Many of the cybersecurity and monitoring tools the contractors use to monitor the networks are also due for renewal in the coming months.
If the situation is not addressed, “pretty soon, the department will be completely open to external actors to get at the largest databases in the world that have all of our public health information in them, our sensitive drug testing clinical trial information at the NIH or FDA or different organizations’ mental health records,” the source claims, echoing the opinions of other sources who spoke to WIRED.
In the weeks leading up to the RIF, some administrative staff did have interactions with Elon Musk’s so-called Department of Government Efficiency (DOGE) operatives, including Clark Minor, a software engineer who worked at Palantir for over a decade and was recently installed as the department’s chief information officer.
As one employee was detailing the work they did at the OCIO, they said, they got the sense that Minor—whose online résumé does not detail any experience in the federal government—seemed overwhelmed by the sheer scale of HHS, an agency that accounted for over a quarter of federal spending in 2024 and consists of an almost innumerable amount of offices and staff and operating divisions.
Minor has not provided guidance to the remaining HHS staff on the transition, according to two sources still at the agency.
Minor did not respond to a request for comment from WIRED.
Some internal systems are already breaking down, according to sources still working at HHS. One employee, who facilitates travel for HHS employees, says the RIF “set federal travel back to processes that were in place prior to the first Electronic Travel System contract in 2004.”
While sources who spoke to WIRED differed on exactly when and how the IT and cybersecurity infrastructure at the department might collapse, they all agreed that without a radical intervention in the coming weeks, the fallout could be catastrophic.

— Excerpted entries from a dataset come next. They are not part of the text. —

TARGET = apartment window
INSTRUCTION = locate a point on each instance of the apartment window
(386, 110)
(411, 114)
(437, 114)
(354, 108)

"If the US health system lost CMS, FDA, NIH, and CDC functionality indefinitely without warning, and no backup systems were available, this would be an unprecedented systemic shock," one source at the OCIO tells WIRED.
Current HHS workers say they have not been presented with a plan to remedy the looming crisis, and have seen no leadership from either the political appointees or DOGE operatives who have been installed at HHS.
“There is no transition, and those in charge are AWOL,” one person currently working at HHS tells WIRED, echoing the sense of “chaos” found in an in-depth investigation into HHS by Stat. “I’m doing nothing productive. I’m answering emails stating we cannot help, we cannot process, we have no guidance, we cannot operate. This ship has no captain whatsoever, and I’m playing in the band while the Titanic sinks.”